By Lord Chesterfield
Observe it, the vulgar often laugh, but never smile, whereas well-bred people often smile, and seldom or never laugh. A witty thing never excited laughter, it pleases only the mind and never distorts the countenance.

By Lord Chesterfield
Knowledge may give weight, but accomplishments give luster, and many more people see than weigh.

By Lord Chesterfield
Knowledge of the world in only to be acquired in the world, and not in a closet.

By Lord Chesterfield
Inferiority is what you enjoy in your best friends.

By Lord Chesterfield
Wit is so shining a quality that everybody admires it; most people aim at it, all people fear it, and few love it unless in themselves. A man must have a good share of wit himself to endure a great share of it in another.

By Lord Chesterfield
A wise man will live as much within his wit as within his income.

By Lord Chesterfield
History is but a confused heap of facts.

By Lord Chesterfield
Whoever is admitted or sought for, in company, upon any other account than that of his merit and manners, is never respected there, but only made use of. We will have such-a-one, for he sings prettily; we will invite such-a-one to a ball, for he dances well; we will have such-a-one at supper, for he is always joking and laughing; we will ask another because he plays deep at all games, or because he can drink a great deal. These are all vilifying distinctions, mortifying preferences, and exclude all ideas of esteem and regard.
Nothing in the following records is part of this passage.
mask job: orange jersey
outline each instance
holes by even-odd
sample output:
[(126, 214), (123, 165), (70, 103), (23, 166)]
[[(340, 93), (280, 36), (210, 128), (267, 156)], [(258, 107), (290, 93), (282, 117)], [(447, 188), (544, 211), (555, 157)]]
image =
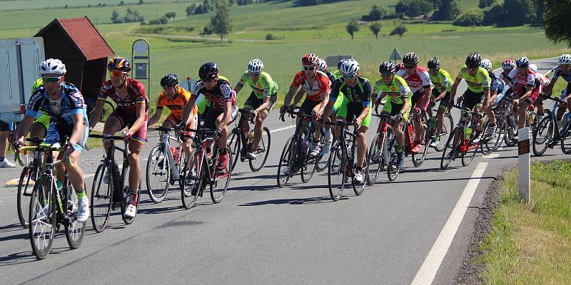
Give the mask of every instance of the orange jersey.
[(183, 110), (184, 110), (184, 105), (188, 103), (188, 99), (190, 99), (190, 98), (191, 93), (180, 86), (176, 91), (176, 95), (172, 100), (169, 99), (168, 97), (165, 95), (165, 91), (163, 91), (158, 95), (158, 99), (156, 100), (156, 108), (163, 109), (164, 106), (166, 106), (168, 110), (171, 110), (171, 115), (181, 120), (183, 115)]

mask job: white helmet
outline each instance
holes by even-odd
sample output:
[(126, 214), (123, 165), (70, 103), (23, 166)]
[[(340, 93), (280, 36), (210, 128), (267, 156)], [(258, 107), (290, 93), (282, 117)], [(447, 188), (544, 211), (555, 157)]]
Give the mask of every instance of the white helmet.
[(571, 64), (571, 54), (563, 54), (559, 57), (559, 65)]
[(57, 74), (59, 76), (66, 75), (66, 65), (59, 59), (48, 58), (40, 64), (40, 75)]
[(259, 74), (263, 70), (263, 63), (259, 58), (254, 58), (248, 63), (248, 71), (252, 74)]
[(480, 63), (480, 67), (483, 68), (486, 71), (490, 71), (490, 70), (492, 69), (492, 61), (487, 58), (484, 58), (482, 60), (482, 62)]
[(355, 74), (359, 71), (359, 63), (351, 58), (343, 61), (341, 63), (341, 74)]
[(327, 63), (323, 58), (319, 58), (319, 63), (317, 64), (317, 70), (325, 72), (325, 69), (327, 69)]

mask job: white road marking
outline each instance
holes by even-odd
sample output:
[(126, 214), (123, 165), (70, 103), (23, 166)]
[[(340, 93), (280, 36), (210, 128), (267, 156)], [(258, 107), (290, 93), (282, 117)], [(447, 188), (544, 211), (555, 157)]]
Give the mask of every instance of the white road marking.
[(446, 221), (446, 224), (442, 229), (432, 249), (430, 249), (430, 252), (428, 252), (428, 255), (426, 256), (426, 259), (424, 260), (418, 272), (417, 272), (411, 284), (428, 285), (432, 284), (487, 167), (487, 162), (480, 162), (476, 166), (476, 169), (472, 173), (470, 181), (468, 181), (464, 188), (464, 191), (462, 192), (462, 196), (458, 200), (456, 206), (452, 211), (452, 214), (448, 217), (448, 220)]

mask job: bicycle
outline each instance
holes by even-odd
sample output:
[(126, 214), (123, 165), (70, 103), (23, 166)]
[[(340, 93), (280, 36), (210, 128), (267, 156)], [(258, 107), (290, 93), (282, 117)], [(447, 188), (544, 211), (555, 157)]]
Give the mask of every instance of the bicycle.
[[(223, 171), (216, 170), (218, 164), (218, 152), (222, 147), (216, 132), (211, 130), (186, 129), (194, 133), (193, 136), (183, 135), (191, 138), (194, 150), (191, 152), (184, 164), (181, 192), (183, 204), (186, 209), (191, 208), (196, 202), (198, 196), (202, 197), (206, 186), (210, 187), (210, 197), (213, 203), (219, 203), (228, 190), (232, 175), (232, 151), (227, 145), (228, 161)], [(207, 145), (214, 143), (212, 151)]]
[[(91, 222), (94, 229), (97, 232), (101, 232), (105, 229), (109, 221), (111, 210), (117, 208), (116, 204), (121, 205), (121, 214), (123, 222), (126, 224), (131, 224), (135, 220), (133, 218), (125, 217), (125, 210), (129, 203), (132, 203), (131, 193), (128, 185), (125, 185), (126, 176), (129, 169), (128, 157), (129, 150), (127, 147), (127, 142), (123, 141), (123, 148), (115, 145), (115, 140), (123, 140), (124, 138), (120, 136), (110, 135), (89, 135), (89, 138), (101, 138), (107, 145), (107, 152), (103, 155), (103, 159), (94, 177), (94, 184), (91, 189)], [(119, 165), (115, 161), (115, 151), (119, 151), (123, 155), (123, 165), (119, 170)], [(106, 179), (105, 173), (108, 173)], [(140, 188), (140, 185), (139, 185)], [(140, 193), (139, 189), (138, 192)], [(136, 204), (138, 204), (141, 195), (137, 195)], [(135, 214), (136, 217), (136, 213)]]
[[(61, 147), (54, 147), (42, 142), (36, 146), (21, 147), (20, 150), (39, 152), (46, 155), (44, 173), (36, 181), (30, 197), (28, 229), (34, 254), (38, 259), (44, 259), (48, 256), (56, 232), (59, 231), (62, 224), (69, 247), (72, 249), (79, 248), (85, 235), (86, 222), (77, 221), (77, 195), (73, 185), (69, 183), (67, 172), (65, 173), (61, 190), (58, 191), (54, 172), (55, 165), (62, 163), (62, 160), (54, 161), (52, 152), (61, 151)], [(64, 155), (64, 160), (69, 158)], [(24, 165), (19, 154), (18, 162), (20, 165)]]
[(453, 135), (448, 138), (443, 150), (440, 159), (442, 170), (446, 170), (450, 162), (458, 157), (462, 158), (463, 166), (469, 165), (474, 160), (479, 147), (478, 144), (473, 143), (477, 136), (473, 135), (482, 114), (457, 105), (454, 105), (453, 107), (460, 109), (461, 115), (458, 125), (453, 130)]
[[(345, 184), (351, 179), (351, 186), (355, 195), (359, 196), (365, 190), (366, 183), (358, 183), (355, 181), (355, 153), (357, 152), (357, 137), (359, 137), (358, 126), (356, 117), (353, 116), (350, 122), (343, 123), (343, 120), (325, 123), (325, 125), (338, 126), (341, 128), (338, 139), (331, 145), (331, 155), (329, 157), (329, 170), (327, 174), (329, 186), (329, 194), (333, 201), (338, 201), (343, 195)], [(353, 133), (347, 131), (350, 125), (353, 127)], [(365, 152), (363, 172), (364, 177), (369, 175), (367, 157), (368, 151)], [(335, 180), (335, 177), (337, 179)]]
[[(252, 116), (252, 111), (248, 109), (238, 109), (238, 110), (241, 114), (241, 118), (238, 119), (236, 127), (232, 129), (231, 135), (230, 137), (229, 145), (232, 146), (232, 153), (233, 155), (232, 162), (232, 171), (234, 171), (234, 167), (236, 166), (238, 157), (240, 161), (244, 162), (247, 160), (246, 157), (246, 152), (251, 149), (251, 145), (253, 140), (254, 133), (251, 128), (248, 129), (243, 124), (248, 124), (248, 122), (256, 125), (254, 118)], [(266, 164), (266, 160), (268, 159), (268, 155), (270, 153), (270, 145), (271, 143), (271, 135), (270, 135), (270, 130), (266, 127), (263, 127), (262, 132), (262, 137), (260, 138), (260, 143), (258, 149), (254, 152), (256, 155), (255, 160), (248, 160), (250, 165), (250, 170), (252, 172), (259, 171)], [(263, 155), (263, 156), (261, 156)]]
[[(313, 176), (317, 167), (317, 158), (310, 157), (309, 142), (314, 141), (313, 133), (315, 124), (313, 120), (316, 118), (314, 115), (306, 115), (303, 113), (288, 110), (286, 113), (290, 116), (294, 115), (301, 118), (300, 123), (295, 125), (293, 135), (290, 137), (283, 146), (283, 150), (280, 157), (278, 165), (278, 187), (280, 188), (286, 186), (290, 178), (298, 172), (300, 172), (301, 181), (307, 183)], [(281, 116), (282, 122), (285, 122), (285, 113)], [(303, 130), (303, 131), (302, 131)]]
[[(44, 140), (39, 138), (26, 138), (26, 141), (34, 145), (44, 142)], [(34, 160), (24, 167), (18, 181), (16, 195), (18, 219), (20, 220), (20, 224), (24, 229), (28, 228), (28, 211), (30, 209), (30, 197), (34, 190), (34, 185), (38, 180), (39, 175), (44, 171), (41, 155), (41, 152), (38, 150), (34, 151)]]
[[(161, 203), (166, 197), (171, 185), (178, 183), (179, 189), (182, 181), (184, 166), (184, 152), (182, 151), (183, 142), (178, 132), (173, 138), (169, 132), (175, 130), (173, 128), (158, 127), (150, 129), (163, 132), (161, 141), (151, 150), (147, 160), (146, 184), (147, 191), (151, 200), (156, 204)], [(177, 146), (172, 147), (171, 142)]]

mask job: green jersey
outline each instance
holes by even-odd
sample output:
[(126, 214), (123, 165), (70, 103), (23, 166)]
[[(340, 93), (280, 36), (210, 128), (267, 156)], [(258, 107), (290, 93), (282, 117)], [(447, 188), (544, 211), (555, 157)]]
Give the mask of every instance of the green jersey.
[(240, 78), (238, 86), (241, 88), (246, 83), (252, 88), (256, 96), (260, 99), (264, 96), (271, 96), (278, 92), (278, 83), (275, 83), (266, 72), (262, 71), (256, 82), (252, 81), (251, 74), (248, 71), (245, 72)]

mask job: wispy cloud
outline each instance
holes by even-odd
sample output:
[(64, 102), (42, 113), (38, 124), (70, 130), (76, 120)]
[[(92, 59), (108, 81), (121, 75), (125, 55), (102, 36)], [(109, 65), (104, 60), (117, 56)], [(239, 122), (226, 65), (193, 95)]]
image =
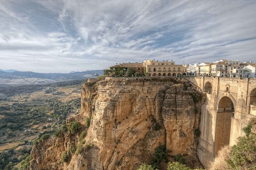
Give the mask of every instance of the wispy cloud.
[(145, 58), (253, 61), (255, 8), (254, 0), (2, 0), (0, 68), (69, 72)]

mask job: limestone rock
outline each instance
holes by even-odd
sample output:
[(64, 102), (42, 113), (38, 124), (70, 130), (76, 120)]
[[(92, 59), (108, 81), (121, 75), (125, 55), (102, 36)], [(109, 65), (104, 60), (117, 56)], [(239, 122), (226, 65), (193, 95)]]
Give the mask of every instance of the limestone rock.
[[(93, 146), (70, 154), (58, 169), (137, 169), (150, 163), (160, 144), (166, 145), (170, 155), (195, 154), (194, 130), (201, 103), (195, 103), (185, 84), (171, 79), (134, 79), (84, 84), (81, 111), (75, 119), (86, 131), (83, 148)], [(79, 134), (69, 133), (33, 147), (31, 169), (55, 169), (61, 153), (68, 151), (71, 142), (79, 143)]]

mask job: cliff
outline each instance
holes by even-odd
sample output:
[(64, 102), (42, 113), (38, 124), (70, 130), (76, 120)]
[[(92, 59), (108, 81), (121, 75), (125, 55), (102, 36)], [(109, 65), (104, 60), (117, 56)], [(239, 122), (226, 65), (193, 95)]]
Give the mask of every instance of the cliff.
[[(85, 83), (80, 113), (67, 121), (79, 122), (79, 132), (67, 131), (34, 145), (31, 169), (136, 169), (150, 163), (160, 144), (170, 155), (196, 156), (194, 131), (203, 100), (188, 85), (171, 79)], [(63, 163), (64, 151), (68, 159)]]

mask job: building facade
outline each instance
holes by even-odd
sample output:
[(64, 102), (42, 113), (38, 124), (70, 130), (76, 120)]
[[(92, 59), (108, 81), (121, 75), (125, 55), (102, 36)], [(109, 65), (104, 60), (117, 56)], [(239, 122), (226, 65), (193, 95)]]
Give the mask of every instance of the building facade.
[(143, 62), (147, 76), (149, 77), (180, 77), (186, 75), (187, 68), (174, 61), (145, 60)]

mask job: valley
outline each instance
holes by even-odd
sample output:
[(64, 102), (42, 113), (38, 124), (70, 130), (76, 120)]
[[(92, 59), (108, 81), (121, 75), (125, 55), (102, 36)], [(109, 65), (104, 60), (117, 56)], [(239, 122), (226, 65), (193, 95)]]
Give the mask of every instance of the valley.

Whoever is had (as it is called) in company for the sake of any one thing singly, is singly that thing, and will never be considered in any other light; consequently never respected, let his merits be what they will.

By Lord Chesterfield
Great merit, or great failings, will make you respected or despised; but trifles, little attentions, mere nothings, either done or neglected, will make you either liked or disliked in the general run of the world.

By Lord Chesterfield
Any affectation whatsoever in dress implies, in my mind, a flaw in the understanding.

By Lord Chesterfield
The difference between a man of sense and a fop is that the fop values himself upon his dress; and the man of sense laughs at it, at the same time he knows he must not neglect it.